# Meditation App Impact on Sleep Analysis (N=4)

**Project Goal:** To quantitatively test specific hypotheses about the effect of meditation apps on sleep latency and efficiency using data from a small user study (N=4).

**Methodology:**
1.  **Data Preparation:** Load data, calculate participant averages for key metrics (Sleep Latency, Sleep Efficiency) under different conditions (Baseline, Intervention, Guided Meditation, Music-based Meditation).
2.  **Descriptive Statistics & Exploration:** Analyze the calculated averages and visualize trends.
3.  **Inferential Statistics:** Use the Wilcoxon Signed-Rank test (non-parametric paired test appropriate for N=4) to test hypotheses about changes between conditions.
4.  **Correlation Analysis (Optional):** Examine the relationship between objective sleep metrics and subjective self-reports using Spearman correlation.

**Output:**
- All textual results will be saved to `analysis_results.txt`.
- All generated figures will be saved to the `figures/` directory.

**Libraries:**

In [1]:
# Import necessary libraries
import pandas as pd
import numpy as np
from scipy import stats
import matplotlib.pyplot as plt
import seaborn as sns
import os
import sys
from contextlib import redirect_stdout
import io # To capture df.info()

# Configure plots
plt.style.use('seaborn-v0_8-whitegrid')
sns.set_context('notebook')

# --- Output Setup ---
output_txt_file = 'analysis_results.txt'
figures_dir = 'figures'

# Create figures directory if it doesn't exist
os.makedirs(figures_dir, exist_ok=True)
print(f"Text outputs will be saved to: {output_txt_file}")
print(f"Figures will be saved to: {figures_dir}/")

# Clear the output file at the start
with open(output_txt_file, 'w') as f_out:
    f_out.write("--- Analysis Results ---\n\n")

Text outputs will be saved to: analysis_results.txt
Figures will be saved to: figures/


## Section 1: Setup & Data Preparation

Load the dataset and prepare it for analysis.

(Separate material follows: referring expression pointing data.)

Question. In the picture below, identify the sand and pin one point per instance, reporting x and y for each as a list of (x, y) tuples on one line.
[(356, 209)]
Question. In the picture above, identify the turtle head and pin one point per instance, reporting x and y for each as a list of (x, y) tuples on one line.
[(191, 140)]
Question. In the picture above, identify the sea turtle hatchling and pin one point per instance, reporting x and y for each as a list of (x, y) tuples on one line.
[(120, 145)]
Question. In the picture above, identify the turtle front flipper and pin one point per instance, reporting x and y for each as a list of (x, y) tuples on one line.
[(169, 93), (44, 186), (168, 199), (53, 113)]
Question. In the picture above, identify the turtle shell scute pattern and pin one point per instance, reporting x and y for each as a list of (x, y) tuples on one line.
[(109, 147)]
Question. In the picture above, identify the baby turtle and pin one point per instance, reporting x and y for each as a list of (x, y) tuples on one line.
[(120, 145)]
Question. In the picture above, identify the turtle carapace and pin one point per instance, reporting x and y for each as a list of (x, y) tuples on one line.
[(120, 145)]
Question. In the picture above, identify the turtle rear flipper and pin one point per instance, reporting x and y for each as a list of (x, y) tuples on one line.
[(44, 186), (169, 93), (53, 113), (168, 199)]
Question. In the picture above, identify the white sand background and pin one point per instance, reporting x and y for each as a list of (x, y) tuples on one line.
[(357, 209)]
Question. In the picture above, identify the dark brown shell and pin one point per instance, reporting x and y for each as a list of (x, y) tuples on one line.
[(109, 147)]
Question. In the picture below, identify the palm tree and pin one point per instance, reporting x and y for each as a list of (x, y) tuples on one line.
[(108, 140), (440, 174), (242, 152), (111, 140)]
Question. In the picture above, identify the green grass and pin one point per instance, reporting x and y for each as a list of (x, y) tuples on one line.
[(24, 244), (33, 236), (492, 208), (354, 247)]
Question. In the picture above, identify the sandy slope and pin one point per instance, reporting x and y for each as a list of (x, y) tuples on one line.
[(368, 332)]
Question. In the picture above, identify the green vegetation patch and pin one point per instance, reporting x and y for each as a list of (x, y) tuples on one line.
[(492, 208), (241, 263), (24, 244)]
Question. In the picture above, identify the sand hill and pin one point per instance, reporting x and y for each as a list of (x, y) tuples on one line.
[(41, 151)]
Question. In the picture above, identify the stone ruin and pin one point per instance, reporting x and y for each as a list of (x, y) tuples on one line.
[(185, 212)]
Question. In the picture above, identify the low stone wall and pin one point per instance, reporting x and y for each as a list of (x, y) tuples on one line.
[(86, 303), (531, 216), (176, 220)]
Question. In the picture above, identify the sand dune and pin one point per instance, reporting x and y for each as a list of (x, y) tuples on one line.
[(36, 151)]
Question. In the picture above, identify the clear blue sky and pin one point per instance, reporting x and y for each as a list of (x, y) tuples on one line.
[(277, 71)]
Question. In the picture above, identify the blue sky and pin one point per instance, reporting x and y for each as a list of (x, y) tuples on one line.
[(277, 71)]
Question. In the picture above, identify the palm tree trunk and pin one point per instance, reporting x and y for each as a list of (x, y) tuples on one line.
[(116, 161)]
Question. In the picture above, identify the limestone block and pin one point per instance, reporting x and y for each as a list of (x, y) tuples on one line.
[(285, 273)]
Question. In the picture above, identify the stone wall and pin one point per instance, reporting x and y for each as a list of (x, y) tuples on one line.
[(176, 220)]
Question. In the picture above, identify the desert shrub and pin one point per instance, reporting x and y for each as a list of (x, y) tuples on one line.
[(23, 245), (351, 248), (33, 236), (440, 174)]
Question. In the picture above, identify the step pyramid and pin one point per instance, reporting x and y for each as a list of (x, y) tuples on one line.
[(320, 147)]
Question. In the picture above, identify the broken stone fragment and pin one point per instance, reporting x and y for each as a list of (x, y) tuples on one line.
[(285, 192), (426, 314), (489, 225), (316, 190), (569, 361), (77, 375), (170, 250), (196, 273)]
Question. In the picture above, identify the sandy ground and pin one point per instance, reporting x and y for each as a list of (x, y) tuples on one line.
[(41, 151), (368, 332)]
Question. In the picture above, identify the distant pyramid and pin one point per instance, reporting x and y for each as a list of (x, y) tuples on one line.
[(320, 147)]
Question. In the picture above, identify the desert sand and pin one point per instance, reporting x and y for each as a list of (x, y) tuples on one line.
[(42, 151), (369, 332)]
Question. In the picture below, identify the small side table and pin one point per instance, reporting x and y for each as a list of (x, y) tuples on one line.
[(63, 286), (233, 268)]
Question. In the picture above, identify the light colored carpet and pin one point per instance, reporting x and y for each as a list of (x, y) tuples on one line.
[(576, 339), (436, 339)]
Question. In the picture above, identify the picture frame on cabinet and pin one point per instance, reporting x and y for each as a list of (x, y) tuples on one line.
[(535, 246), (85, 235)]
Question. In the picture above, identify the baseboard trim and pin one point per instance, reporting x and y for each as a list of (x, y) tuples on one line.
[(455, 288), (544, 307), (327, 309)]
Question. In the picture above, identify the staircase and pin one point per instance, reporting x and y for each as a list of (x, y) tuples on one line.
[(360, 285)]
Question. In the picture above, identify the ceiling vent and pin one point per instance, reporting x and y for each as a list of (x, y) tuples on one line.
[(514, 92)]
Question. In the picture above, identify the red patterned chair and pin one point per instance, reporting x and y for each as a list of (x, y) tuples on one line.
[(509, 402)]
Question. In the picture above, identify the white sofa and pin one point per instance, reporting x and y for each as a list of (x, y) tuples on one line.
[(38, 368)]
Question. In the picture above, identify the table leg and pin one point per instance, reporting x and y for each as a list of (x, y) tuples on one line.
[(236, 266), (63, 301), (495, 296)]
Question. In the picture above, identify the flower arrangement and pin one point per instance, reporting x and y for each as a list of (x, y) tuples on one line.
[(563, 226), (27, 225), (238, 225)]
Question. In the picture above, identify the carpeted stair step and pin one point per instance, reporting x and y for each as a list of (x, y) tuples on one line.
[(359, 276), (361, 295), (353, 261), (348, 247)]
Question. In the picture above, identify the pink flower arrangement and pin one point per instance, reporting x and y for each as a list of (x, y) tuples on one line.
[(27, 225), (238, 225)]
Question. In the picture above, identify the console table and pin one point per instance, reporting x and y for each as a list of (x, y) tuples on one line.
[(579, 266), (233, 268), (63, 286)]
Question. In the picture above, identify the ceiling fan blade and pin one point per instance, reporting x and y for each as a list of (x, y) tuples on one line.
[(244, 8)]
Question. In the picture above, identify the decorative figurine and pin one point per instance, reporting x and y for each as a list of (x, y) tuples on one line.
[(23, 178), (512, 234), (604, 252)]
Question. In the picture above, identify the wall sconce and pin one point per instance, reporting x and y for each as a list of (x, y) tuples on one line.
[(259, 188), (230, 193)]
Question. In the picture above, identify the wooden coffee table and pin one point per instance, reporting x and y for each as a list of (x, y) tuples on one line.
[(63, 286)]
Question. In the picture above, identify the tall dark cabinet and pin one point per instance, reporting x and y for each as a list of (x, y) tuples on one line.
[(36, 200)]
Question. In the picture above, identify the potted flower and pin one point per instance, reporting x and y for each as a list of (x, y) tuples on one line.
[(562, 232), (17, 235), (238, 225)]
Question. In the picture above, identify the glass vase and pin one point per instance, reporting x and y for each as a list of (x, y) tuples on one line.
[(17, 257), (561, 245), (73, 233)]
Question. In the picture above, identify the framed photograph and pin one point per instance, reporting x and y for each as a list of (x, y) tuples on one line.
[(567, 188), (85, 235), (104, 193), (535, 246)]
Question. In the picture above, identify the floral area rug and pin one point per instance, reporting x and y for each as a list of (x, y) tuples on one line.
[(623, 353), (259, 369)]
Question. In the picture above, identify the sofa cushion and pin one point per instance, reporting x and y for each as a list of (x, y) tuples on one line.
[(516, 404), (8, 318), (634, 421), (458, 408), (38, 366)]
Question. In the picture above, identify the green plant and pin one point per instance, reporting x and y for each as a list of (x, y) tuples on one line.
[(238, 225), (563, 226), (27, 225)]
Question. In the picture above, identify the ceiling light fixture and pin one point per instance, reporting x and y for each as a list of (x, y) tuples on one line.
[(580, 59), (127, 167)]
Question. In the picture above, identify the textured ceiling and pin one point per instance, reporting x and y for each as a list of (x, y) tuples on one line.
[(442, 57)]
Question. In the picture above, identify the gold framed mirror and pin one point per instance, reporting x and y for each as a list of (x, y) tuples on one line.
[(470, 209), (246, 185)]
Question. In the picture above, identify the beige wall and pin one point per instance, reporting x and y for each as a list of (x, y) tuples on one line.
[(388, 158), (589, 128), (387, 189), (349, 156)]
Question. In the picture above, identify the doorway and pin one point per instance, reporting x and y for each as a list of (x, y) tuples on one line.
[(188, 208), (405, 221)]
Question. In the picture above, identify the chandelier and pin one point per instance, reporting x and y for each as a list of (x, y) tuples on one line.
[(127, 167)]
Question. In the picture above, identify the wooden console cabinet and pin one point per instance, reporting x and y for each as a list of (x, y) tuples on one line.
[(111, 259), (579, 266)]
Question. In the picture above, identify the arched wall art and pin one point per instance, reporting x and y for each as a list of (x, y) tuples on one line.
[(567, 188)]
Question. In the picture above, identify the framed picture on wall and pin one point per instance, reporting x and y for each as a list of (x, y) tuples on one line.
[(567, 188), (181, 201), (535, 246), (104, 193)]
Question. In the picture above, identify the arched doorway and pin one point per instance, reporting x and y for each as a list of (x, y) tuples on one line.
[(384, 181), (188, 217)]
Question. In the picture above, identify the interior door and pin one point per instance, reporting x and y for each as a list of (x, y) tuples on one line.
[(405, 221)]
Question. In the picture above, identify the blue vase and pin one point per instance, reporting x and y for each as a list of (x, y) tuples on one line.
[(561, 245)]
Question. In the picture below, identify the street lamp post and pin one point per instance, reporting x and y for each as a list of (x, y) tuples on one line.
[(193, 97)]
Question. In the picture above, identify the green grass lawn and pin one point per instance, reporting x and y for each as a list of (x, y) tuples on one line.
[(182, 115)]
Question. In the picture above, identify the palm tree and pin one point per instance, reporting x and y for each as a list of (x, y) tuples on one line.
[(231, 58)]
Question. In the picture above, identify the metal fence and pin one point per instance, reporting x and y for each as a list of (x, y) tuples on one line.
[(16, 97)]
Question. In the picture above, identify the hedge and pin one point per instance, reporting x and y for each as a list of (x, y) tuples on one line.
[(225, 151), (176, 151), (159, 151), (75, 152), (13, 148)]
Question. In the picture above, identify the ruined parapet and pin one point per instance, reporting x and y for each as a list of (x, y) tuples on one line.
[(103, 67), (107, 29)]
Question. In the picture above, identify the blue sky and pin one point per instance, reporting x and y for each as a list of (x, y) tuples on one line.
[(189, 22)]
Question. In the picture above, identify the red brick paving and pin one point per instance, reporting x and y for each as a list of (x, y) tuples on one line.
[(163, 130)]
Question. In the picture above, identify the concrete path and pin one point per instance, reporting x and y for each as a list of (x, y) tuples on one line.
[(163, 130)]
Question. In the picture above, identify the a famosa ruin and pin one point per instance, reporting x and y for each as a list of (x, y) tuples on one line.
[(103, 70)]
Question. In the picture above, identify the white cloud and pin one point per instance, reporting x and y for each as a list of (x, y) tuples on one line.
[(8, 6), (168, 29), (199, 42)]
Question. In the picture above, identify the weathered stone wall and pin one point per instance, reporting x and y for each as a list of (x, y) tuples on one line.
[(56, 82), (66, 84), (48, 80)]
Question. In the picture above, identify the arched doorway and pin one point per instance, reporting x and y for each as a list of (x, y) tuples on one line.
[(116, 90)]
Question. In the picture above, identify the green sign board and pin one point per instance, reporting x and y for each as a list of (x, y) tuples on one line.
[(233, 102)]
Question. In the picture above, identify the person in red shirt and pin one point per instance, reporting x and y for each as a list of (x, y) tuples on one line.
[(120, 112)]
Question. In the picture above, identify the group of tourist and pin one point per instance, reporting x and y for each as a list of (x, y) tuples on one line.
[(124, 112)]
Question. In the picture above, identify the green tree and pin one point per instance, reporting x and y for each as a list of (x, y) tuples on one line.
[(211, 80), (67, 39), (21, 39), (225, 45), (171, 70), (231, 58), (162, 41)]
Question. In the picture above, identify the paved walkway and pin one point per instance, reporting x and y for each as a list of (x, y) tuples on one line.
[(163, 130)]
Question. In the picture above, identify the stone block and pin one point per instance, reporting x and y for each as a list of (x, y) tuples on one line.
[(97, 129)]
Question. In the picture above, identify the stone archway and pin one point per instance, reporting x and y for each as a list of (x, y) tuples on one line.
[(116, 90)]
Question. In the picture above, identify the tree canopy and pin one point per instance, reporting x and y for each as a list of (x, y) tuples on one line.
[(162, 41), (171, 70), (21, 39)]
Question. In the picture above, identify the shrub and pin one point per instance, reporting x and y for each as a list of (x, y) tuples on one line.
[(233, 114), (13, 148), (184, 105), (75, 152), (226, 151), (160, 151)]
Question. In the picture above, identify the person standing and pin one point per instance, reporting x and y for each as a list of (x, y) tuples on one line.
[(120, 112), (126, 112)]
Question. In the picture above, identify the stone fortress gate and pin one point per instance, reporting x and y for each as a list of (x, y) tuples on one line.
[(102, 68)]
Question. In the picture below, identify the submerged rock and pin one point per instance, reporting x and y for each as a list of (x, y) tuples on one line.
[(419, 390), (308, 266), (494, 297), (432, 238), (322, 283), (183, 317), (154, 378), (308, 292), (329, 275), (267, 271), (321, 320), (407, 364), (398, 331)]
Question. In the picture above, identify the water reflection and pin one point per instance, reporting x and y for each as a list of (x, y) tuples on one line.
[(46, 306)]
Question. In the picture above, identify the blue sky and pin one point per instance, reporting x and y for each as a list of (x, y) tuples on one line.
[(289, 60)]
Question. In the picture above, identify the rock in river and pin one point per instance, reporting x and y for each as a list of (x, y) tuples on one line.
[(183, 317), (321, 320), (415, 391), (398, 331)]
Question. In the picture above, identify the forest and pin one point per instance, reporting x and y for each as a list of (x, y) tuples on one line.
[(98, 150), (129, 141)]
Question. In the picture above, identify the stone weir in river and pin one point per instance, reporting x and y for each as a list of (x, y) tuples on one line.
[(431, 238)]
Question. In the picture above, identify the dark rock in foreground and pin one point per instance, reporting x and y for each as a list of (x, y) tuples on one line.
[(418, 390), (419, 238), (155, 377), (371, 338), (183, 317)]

Output from this section will be appended to the results file.

In [2]:
# Append results to the file using context manager
with open(output_txt_file, 'a') as f_out, redirect_stdout(f_out):
    print("\n--- Section 1: Setup & Data Preparation ---")
    
    # Define file path 
    file_path = 'Participant Data.csv'
    print(f"\nUsing data file: {file_path}")
    
    # --- 1. Load Data ---
    try:
        df = pd.read_csv(file_path)
        print(f"\nSuccessfully loaded data.")
        print(f"Dataset shape: {df.shape}")
        
        # Write head() output manually
        f_out.write("\nFirst 5 rows:\n")
        f_out.write(df.head().to_string() + "\n")
        
        # Write info() output manually using a string buffer
        f_out.write("\nData Info:\n")
        # Capture info() output to a string buffer
        buffer = io.StringIO()
        df.info(buf=buffer)
        info_output = buffer.getvalue()
        f_out.write(info_output + "\n")

    except FileNotFoundError:
        # If file not found, print to console and write to file, then raise error
        error_msg = f"Error: The file '{file_path}' was not found. Please ensure the CSV file is in the correct directory."
        print(error_msg, file=sys.stderr) # Print error to console stderr
        f_out.write(f"\n{error_msg}\n")
        raise
        
    # --- 2. Define Conditions & Filter Data ---
    print("\n--- Filtering Data by Condition ---")
    baseline_df = df[df['Day'].isin([1, 2, 3, 4])].copy()
    intervention_df = df[(df['Day'].isin([5, 6, 7, 8, 9, 10])) & (df['Meditation Used (Y/N)'] == 'Y')].copy()
    guided_df = intervention_df[intervention_df['Meditation Type'] == 'Guided Voice'].copy()
    music_df = intervention_df[intervention_df['Meditation Type'] == 'Music-based'].copy()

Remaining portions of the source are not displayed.